FinMin Aurangzeb said that revenue from the sugar sector increased by 47%, 390,000 non-filers were identified, and Rs9.8 billion in fake refund claims was blocked. From July 1, the 800-column return will be simplified to a simple format requiring only 7 basic pieces of information.
There will be savings of Rs3,000 billion from agreements with Independent Power Producers (IPPs). Losses of power distribution companies have been reduced by Rs140 billion. The price of electricity has been reduced by more than 31%. Agreements with IPPs have been revised, resulting in savings of Rs3,000 billion.
The government has proposed several new tax measures aimed at increasing revenue and bringing various sectors of the economy into the tax net. According to the budget document, a 5% increase in the tax rate on interest income has been decided, which will raise the rate from 15% to 20%. However, this increase will not be applicable to National Savings Schemes.

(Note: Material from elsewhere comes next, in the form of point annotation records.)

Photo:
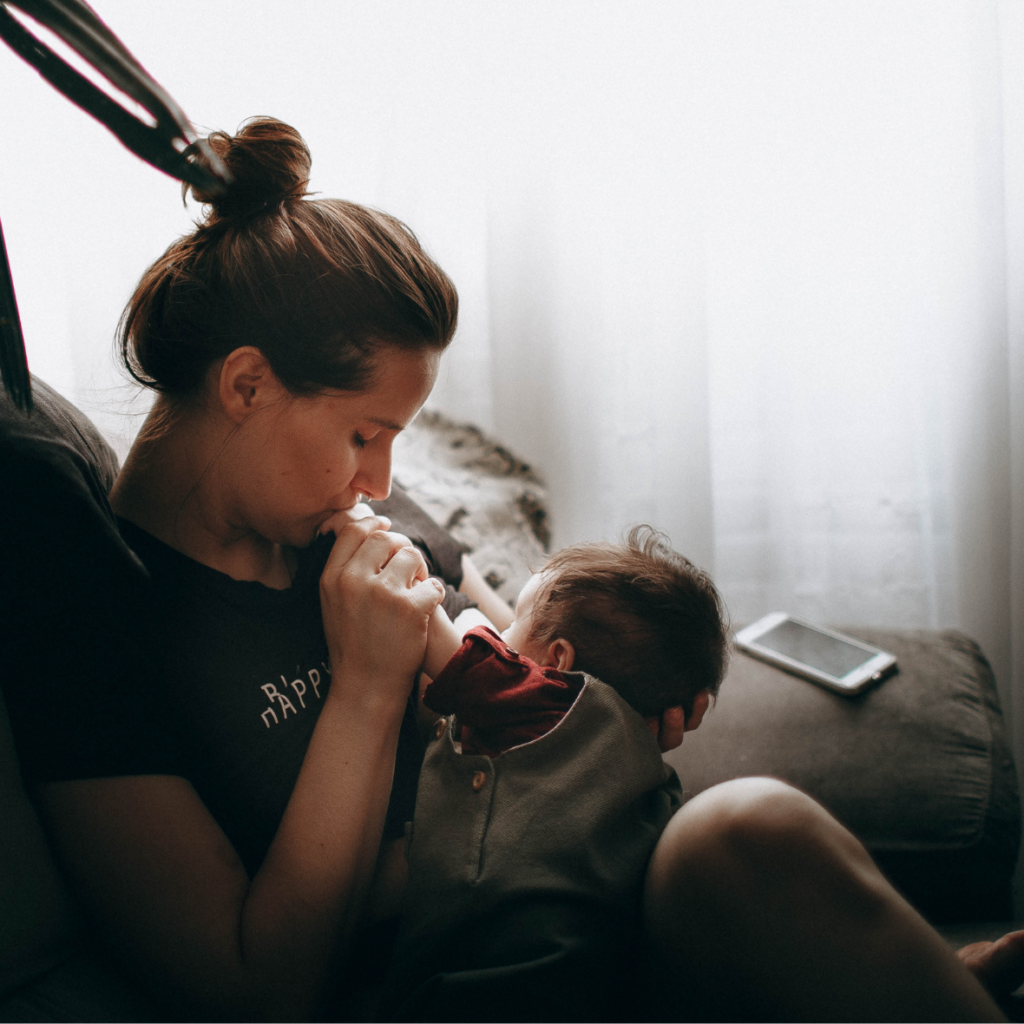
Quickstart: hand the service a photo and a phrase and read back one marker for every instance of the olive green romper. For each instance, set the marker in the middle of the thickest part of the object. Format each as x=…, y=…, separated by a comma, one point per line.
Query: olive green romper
x=526, y=870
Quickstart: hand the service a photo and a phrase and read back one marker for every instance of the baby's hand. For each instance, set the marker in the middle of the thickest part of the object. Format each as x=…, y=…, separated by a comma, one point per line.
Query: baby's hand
x=341, y=519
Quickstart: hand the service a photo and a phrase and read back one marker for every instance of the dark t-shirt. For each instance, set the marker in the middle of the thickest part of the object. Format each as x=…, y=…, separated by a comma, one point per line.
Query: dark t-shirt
x=126, y=658
x=244, y=672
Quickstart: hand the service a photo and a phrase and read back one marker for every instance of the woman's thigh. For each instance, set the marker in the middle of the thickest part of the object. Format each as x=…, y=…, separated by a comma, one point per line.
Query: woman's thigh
x=762, y=902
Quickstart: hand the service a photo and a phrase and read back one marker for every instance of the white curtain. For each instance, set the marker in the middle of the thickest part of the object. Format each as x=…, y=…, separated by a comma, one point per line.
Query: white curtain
x=751, y=271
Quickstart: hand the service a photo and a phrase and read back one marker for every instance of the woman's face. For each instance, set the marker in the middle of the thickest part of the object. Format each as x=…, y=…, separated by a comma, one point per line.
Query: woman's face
x=303, y=459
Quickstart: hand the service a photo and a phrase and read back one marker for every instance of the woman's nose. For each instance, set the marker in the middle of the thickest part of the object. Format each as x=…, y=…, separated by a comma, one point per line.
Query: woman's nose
x=374, y=477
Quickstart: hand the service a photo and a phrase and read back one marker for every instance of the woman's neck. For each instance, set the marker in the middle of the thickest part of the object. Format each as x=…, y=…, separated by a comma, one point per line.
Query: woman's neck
x=170, y=486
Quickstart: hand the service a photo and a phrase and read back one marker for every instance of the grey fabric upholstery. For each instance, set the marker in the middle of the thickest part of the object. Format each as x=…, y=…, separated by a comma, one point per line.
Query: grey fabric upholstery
x=919, y=768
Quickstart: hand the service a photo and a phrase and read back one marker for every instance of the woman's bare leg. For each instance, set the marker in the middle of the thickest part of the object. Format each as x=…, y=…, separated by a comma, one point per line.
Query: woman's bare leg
x=756, y=889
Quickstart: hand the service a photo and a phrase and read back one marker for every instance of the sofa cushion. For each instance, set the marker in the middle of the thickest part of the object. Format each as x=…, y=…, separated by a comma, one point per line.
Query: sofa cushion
x=37, y=923
x=919, y=768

The government has also decided to bring e-commerce or online businesses into the tax net. Individuals or companies selling goods or services through online platforms will be subject to tax.
Moreover, tax will be imposed on goods and services ordered online. E-commerce businesses will be required to submit their monthly transaction data and tax reports to the relevant authorities. The budget has also proposed a 25% tax on income earned through debt.
To ensure fair competition between imported and locally manufactured solar panels, the budget has proposed that imports of solar panels be taxed at a rate of 18%. The finance minister said that this measure will play a crucial role in promoting the local industry of solar panels in Pakistan.